Hello,
I was having this problem but I resolved it after much trial and error.
I have a tab on a window and I wanted each user object tabpage within the tab to refer to a windows function. I have several user object datawindows on each tabpage and I want them all to have the same data and properties so I use the window to keep them in synch.
To do that, each tab page declares and instance variable of that that window object. When I open the window, I set the instance variables for each tab page to "this", for example
tab_1.tabpage_1.i_parentwindow = this
tab_1.tabpage_2.i_parentwindow = this
......
The tabpages can refer to i_parentwindow to communicate with each other.
My problems started when I started doing this. I could not edit the source for any user object tab page and save it - and worse, the user object would get deleted no matter what I did, even if I declined to save it after getting the error. Sometimes I could and I thought I had it solved but the problem would always come back randomly.

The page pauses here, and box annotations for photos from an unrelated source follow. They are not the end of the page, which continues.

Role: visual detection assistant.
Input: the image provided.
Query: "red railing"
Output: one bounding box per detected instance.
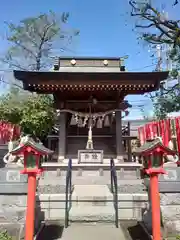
[138,116,180,153]
[0,121,21,144]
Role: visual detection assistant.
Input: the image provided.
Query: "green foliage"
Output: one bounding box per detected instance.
[2,11,79,71]
[0,88,55,138]
[130,1,180,119]
[0,231,13,240]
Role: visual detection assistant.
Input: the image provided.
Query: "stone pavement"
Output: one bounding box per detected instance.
[58,223,126,240]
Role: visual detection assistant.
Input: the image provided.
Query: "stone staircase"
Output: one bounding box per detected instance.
[61,223,126,240]
[37,221,126,240]
[37,176,148,222]
[69,185,115,222]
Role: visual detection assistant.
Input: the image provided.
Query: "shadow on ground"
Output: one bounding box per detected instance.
[37,224,64,240]
[121,221,149,240]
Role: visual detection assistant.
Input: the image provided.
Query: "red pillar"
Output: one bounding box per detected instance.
[25,173,36,240]
[150,173,161,240]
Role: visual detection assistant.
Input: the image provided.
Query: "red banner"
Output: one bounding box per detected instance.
[0,122,21,144]
[138,116,180,153]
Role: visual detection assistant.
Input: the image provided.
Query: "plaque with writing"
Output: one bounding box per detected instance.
[164,169,177,181]
[78,150,103,163]
[6,170,20,182]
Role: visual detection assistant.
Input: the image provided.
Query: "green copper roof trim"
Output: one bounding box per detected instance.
[11,137,53,155]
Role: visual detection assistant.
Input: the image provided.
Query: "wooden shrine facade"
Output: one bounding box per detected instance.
[14,57,168,160]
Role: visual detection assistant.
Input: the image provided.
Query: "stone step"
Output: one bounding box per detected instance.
[41,223,126,240]
[69,204,115,222]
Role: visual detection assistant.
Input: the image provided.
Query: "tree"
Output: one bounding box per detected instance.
[129,1,180,118]
[0,87,55,139]
[2,11,79,71]
[0,12,79,139]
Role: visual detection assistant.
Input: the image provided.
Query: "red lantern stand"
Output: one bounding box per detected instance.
[135,139,176,240]
[11,139,53,240]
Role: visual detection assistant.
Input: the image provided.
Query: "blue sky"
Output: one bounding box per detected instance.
[0,0,180,118]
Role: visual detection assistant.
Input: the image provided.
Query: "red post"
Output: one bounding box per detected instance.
[150,173,161,240]
[25,173,36,240]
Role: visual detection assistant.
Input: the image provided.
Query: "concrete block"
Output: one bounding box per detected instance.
[118,208,142,221]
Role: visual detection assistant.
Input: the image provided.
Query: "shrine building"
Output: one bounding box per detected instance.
[14,57,168,162]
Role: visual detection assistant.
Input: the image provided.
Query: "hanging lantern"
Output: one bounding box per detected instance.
[104,115,110,127]
[70,115,77,126]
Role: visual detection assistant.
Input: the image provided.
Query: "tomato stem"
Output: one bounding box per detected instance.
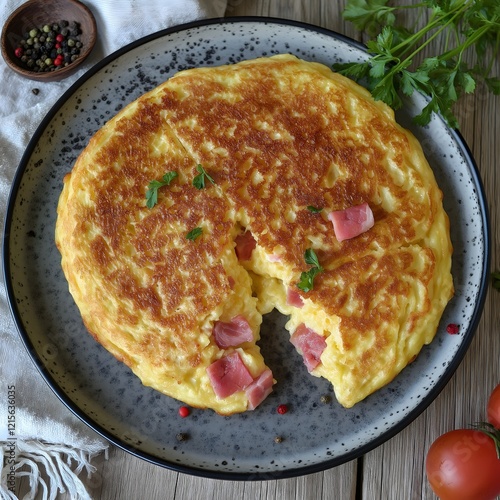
[472,422,500,460]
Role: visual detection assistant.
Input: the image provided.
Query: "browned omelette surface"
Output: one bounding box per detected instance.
[56,55,453,414]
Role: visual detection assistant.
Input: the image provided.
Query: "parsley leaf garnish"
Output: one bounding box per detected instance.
[297,248,324,292]
[186,227,203,241]
[333,0,500,128]
[193,165,215,189]
[146,172,177,208]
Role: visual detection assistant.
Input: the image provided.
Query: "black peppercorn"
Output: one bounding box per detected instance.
[16,20,83,72]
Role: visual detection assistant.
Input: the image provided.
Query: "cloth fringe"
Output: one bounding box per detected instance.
[0,439,108,500]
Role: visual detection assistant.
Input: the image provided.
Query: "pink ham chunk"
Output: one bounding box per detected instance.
[290,323,326,372]
[213,314,253,349]
[286,288,304,308]
[245,369,274,410]
[207,351,253,399]
[328,203,375,241]
[234,231,257,260]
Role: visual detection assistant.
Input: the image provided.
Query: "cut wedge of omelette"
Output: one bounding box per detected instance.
[56,55,453,415]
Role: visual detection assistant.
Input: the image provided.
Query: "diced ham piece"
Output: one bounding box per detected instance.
[245,369,274,410]
[286,288,304,308]
[267,253,281,262]
[207,351,253,399]
[290,323,326,372]
[328,203,375,241]
[213,314,253,349]
[234,231,257,260]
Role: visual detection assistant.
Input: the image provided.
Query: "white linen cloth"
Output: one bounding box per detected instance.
[0,0,226,499]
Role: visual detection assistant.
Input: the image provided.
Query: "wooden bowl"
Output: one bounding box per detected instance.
[1,0,97,82]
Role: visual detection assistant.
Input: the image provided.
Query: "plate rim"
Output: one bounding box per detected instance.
[2,16,491,481]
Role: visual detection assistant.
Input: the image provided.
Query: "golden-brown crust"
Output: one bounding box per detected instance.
[56,56,453,414]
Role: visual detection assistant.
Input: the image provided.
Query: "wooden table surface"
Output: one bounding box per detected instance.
[21,0,500,500]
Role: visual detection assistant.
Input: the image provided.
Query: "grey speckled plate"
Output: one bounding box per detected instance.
[4,18,489,479]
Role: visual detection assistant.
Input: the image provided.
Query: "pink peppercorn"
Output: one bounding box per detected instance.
[276,405,288,415]
[179,406,191,418]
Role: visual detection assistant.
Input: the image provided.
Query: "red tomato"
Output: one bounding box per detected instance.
[425,429,500,500]
[488,384,500,429]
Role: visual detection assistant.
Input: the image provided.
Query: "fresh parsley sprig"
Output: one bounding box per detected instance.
[297,248,324,292]
[193,165,215,189]
[333,0,500,128]
[146,171,178,208]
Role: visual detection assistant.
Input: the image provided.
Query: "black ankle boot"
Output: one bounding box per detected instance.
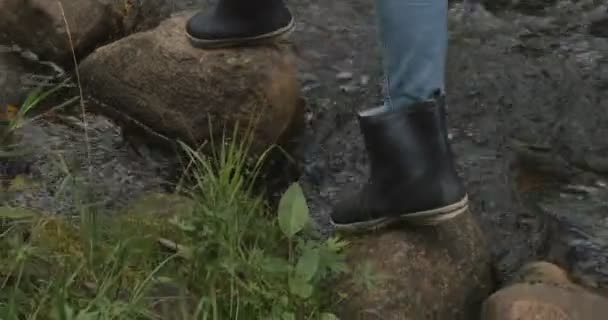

Then I took out this instance variable and simply had the user objects refer to the window object rather than an instance variable. When I open the window, I open the Window object rather than declare an instance of it and open an instance. I can no longer open multiple instances of that window but I don't need to do that.
There is probably a more elegant way to accomplish what I want but this is now working well and without error.
With this approach, you do not utilize the default global window variable (w_xxxxx), which allows multiple instances of the window to exist, and you avoid the issue using the "this" pronoun.